Organization remembers life, legacy of Emmett Till

“Emmett still speaks, “ said Reverend Wheeler Parker, Emmett Till’s cousin.

“Emmett still speaks, “ said Reverend Wheeler Parker, Emmett Till’s cousin.

Friday the Emmett Till Legacy Foundation held its first annual “A Time of Reflection and Remembrance” gala at the Smart Museum of Art on the campus of the University of Chicago.

This year marks the 55th anniversary of the lynching of Till, who was only 14 years old when he was slaughtered and thrown into the Tallahatchee river in rural Mississippi after being accused of whistling at a white woman.

The event launched the “Never Again Movement,” a slogan adopted from the movement for Darfur, the Holocaust, and apartheid in South Africa, where followers are asked to pledge: “I pledge to never again allow the ugly parts of our past history to become the present. I will forever stand up against racism, hatred, injustice and crimes against our youth. I will always stand up for peace, justice and equality for all.” The foundation’s purpose is to educate and address on matters of race, violence, and hatred.  In addition to their purpose they support pursuit of higher education through scholarship.

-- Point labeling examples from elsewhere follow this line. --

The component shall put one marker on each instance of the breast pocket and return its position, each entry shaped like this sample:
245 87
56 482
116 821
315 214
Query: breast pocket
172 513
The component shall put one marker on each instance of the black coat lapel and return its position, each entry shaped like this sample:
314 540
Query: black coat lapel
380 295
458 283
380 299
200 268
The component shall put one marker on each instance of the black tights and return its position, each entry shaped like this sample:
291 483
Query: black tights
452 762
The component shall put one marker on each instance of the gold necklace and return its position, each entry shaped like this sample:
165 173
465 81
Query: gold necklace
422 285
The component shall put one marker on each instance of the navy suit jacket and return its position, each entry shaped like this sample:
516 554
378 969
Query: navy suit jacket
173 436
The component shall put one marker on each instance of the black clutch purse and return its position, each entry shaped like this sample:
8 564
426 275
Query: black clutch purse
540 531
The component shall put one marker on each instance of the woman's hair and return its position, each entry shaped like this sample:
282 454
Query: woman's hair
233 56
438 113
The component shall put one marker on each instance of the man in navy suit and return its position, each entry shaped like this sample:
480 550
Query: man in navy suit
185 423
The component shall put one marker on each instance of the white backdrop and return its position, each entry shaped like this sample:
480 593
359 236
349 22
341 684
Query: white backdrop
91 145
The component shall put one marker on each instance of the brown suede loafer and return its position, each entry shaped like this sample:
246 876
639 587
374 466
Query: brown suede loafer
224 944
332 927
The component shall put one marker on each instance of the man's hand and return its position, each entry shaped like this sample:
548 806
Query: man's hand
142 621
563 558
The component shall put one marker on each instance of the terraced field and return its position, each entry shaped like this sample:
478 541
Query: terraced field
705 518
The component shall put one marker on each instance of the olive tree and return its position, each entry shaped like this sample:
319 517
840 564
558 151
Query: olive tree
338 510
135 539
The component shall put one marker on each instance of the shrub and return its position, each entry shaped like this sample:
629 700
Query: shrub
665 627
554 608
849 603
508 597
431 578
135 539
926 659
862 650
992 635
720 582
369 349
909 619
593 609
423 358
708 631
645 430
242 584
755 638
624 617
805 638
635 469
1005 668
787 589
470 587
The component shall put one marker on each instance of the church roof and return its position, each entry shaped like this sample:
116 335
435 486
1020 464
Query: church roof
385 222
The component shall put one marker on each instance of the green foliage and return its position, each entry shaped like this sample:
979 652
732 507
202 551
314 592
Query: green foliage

It was an intimate affair with a local jazz/R&B band, Yaw, playing as guests entered taking pictures on the red carpet.   

Speakers like Urban League Young Professionals President Barton Wright emphasized that this event should grow.  The Mistress of Ceremonies, Dara McIntosh, reminded everyone that some people still do not know the story of Till, a disturbing reality.

Shelia Ray Charles uplifted a solemn mood with gospel songs and paid tribute to her father the late Ray Charles.  Charles charmed the audience adapting her father’s persona with his trademark, sunglasses, and crooned with her velvety voice.

She glowed after her first set even when she explained why she chose to do the show.  

“I knew that it was important to support women especially women of color (because) of the things I went through,” Charles affirmed.

The remembrance didn’t end that night, but lasted all weekend with a silent march on Aug. 28 and the following day a wreath laying ceremony on the graves of Till and his mother, Mami Till Mobley.